Matte images fixed size
MohammedElGharawy opened this issue · 7 comments
Hello, Thanks for sharing your work
Is it possible to change the size of the matte images?
Or are they restricted to 256*256by design?
Here's the exact command i used
!python test.py --dataset_mode demo --dataset_root datapath --mask_to_G precomp_mask --mask_to_G_thresh 0.95
If you train the network with different resolution. Since the network of SP+M Net is mostly fully convolutional, you should modify a single part here, since you will 'flatten' the feature map, whose size is dependent of the input resolution.

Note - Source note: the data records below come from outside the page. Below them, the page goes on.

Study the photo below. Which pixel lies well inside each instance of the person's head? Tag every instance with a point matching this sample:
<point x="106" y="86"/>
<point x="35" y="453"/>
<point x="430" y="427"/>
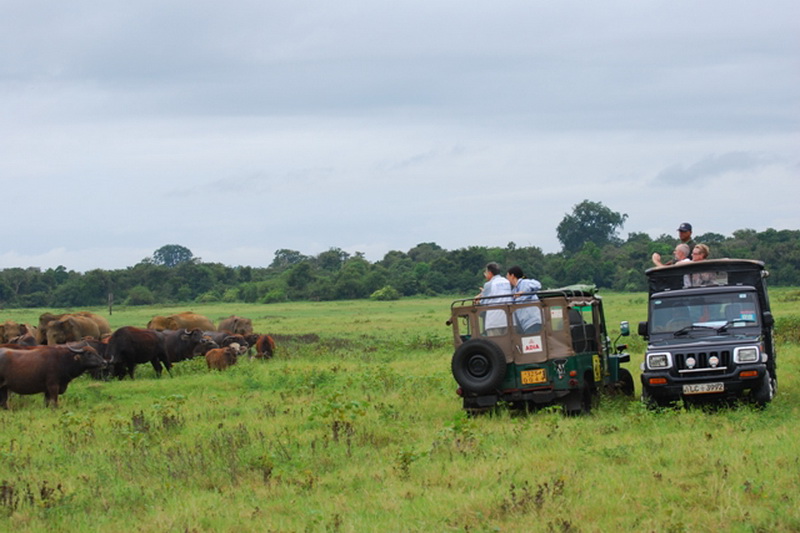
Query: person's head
<point x="681" y="251"/>
<point x="685" y="232"/>
<point x="514" y="274"/>
<point x="700" y="252"/>
<point x="492" y="270"/>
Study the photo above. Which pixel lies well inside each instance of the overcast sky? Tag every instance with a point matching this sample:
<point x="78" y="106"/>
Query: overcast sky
<point x="239" y="128"/>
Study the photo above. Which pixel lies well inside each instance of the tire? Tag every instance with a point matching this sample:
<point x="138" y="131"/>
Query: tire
<point x="625" y="383"/>
<point x="765" y="391"/>
<point x="581" y="401"/>
<point x="652" y="403"/>
<point x="479" y="366"/>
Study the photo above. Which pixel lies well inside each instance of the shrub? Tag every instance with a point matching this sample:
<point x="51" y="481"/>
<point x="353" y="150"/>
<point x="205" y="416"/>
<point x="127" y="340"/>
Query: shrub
<point x="386" y="293"/>
<point x="140" y="295"/>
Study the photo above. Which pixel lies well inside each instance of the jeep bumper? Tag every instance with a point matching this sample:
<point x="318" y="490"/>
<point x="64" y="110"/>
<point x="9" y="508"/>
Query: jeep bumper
<point x="667" y="386"/>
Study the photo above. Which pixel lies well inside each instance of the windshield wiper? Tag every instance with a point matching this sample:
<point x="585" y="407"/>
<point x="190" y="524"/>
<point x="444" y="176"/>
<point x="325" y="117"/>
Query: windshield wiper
<point x="729" y="323"/>
<point x="687" y="329"/>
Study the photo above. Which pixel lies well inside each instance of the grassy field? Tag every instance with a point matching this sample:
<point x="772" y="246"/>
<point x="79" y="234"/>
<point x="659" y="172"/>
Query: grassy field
<point x="355" y="426"/>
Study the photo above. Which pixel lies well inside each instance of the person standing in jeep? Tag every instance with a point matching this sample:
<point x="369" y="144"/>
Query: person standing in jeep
<point x="527" y="320"/>
<point x="685" y="235"/>
<point x="495" y="322"/>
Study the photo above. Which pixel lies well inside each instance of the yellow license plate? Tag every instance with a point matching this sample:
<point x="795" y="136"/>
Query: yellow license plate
<point x="530" y="377"/>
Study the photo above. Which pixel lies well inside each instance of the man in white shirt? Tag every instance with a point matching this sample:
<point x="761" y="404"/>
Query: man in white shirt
<point x="527" y="319"/>
<point x="495" y="320"/>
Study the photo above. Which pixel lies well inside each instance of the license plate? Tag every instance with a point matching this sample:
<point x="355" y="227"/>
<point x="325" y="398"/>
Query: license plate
<point x="529" y="377"/>
<point x="704" y="388"/>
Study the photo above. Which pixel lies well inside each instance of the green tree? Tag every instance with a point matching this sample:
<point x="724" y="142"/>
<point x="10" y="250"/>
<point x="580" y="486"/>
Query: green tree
<point x="589" y="222"/>
<point x="172" y="255"/>
<point x="285" y="258"/>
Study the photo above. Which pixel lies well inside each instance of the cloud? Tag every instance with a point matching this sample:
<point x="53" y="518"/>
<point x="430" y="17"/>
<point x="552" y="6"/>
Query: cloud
<point x="712" y="166"/>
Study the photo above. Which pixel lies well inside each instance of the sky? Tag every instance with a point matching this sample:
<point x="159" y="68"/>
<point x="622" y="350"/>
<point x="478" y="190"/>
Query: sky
<point x="239" y="128"/>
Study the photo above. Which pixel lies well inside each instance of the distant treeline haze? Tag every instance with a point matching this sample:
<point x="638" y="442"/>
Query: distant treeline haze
<point x="173" y="275"/>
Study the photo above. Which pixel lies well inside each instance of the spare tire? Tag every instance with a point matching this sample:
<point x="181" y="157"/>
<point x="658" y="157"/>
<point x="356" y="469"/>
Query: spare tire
<point x="479" y="366"/>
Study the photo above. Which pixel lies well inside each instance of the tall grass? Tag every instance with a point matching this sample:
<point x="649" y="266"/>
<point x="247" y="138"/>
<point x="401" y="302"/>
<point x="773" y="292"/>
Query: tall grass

I just used the dataset demo feature to test on multiple images I had with different resolutions (1520 * 912) but all their output was fixed at 256 * 256.
Do I need to retrain the network to get a different resolution for the output?!
My comment above may be wrong. Sorry for my misunderstanding.
As the original paper suggests, the easiest way to process arbitrary size input images is 'interpolating the shadow matte', though the performance may be a bit worse than the model tuned for a specific resolution,
I see, but is there a way in the code existing in this repo to change the output size for the shadow-free image and the matte output?
I want to use the pretrained model as it is and get an output with the same resolution as the input basically.
This part should be what you want; You might want to modify dataloader part to keep the given image in the original resolution as PyTorch tensor format.